“Cada deporte tiene
sus propias emociones, pero para un reportero gráfico siempre es la misma sin
importar si hay pelota o pataleada”. Así
describe el fotógrafo brasileño Joao Meccecacco a la profesión de reportero
gráfico.
Esa misma emoción la sentí la noche de Phelps, “The Phelps’s Nigth”, en el
Estadio Acuático, del Parque Olímpico de Rio de Janeiro, en donde el
estadounidense obtuvo dos de las 6 medallas (5 oro y 1 plata) que ganó en los
Juegos Olímpicos de 2016.
Me especializo en futbol, pero ese día fue la primera vez
que di cobertura a una final de natación en donde no había nada de diferente en
lo que respecta a la explosividad y emotividad del público solo que en lugar de grama era agua, simplemente puedo
decir que si el mejor del mundo en futbol es Messi o Cristian (por aquello de los colores), en la piscina es Phelps.
“The best of de bests” envolvió el
escenario cuando el tiburón Baltimore salió a la piscina para competir, y luego de un minuto y 36 segundos se escucha el
estruendo al saber que había logrado su medalla 20 en estas justas.

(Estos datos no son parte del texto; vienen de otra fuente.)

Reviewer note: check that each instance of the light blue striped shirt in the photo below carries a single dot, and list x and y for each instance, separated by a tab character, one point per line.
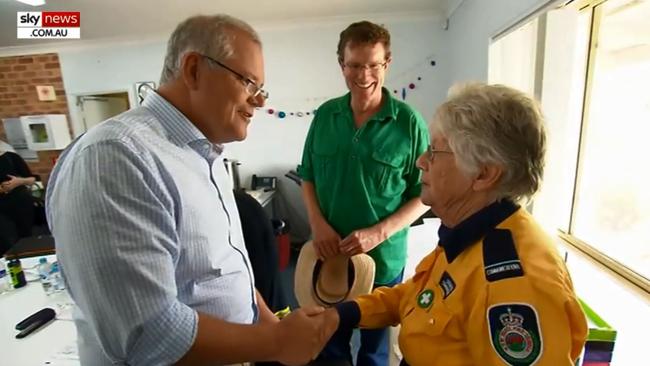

A pesar de que Brasil se caracteriza por sus zamba y
ambiente playero, los eventos han carecido de ello, las batucadas sólo fueron
escuchas en el estadio Maracaná, el día de la inauguración.
Al final de la noche la única conclusión que me deja esta
cobertura es que aunque tengas la mejor técnica y equipo fotográfico, todo se
vuelve insignificante para conseguir la foto que deseas, si te impregnas de la
vibra y pasión que de los miles de aficionados y del corazón del atleta al
darlo todo para alcanzar la excelencia.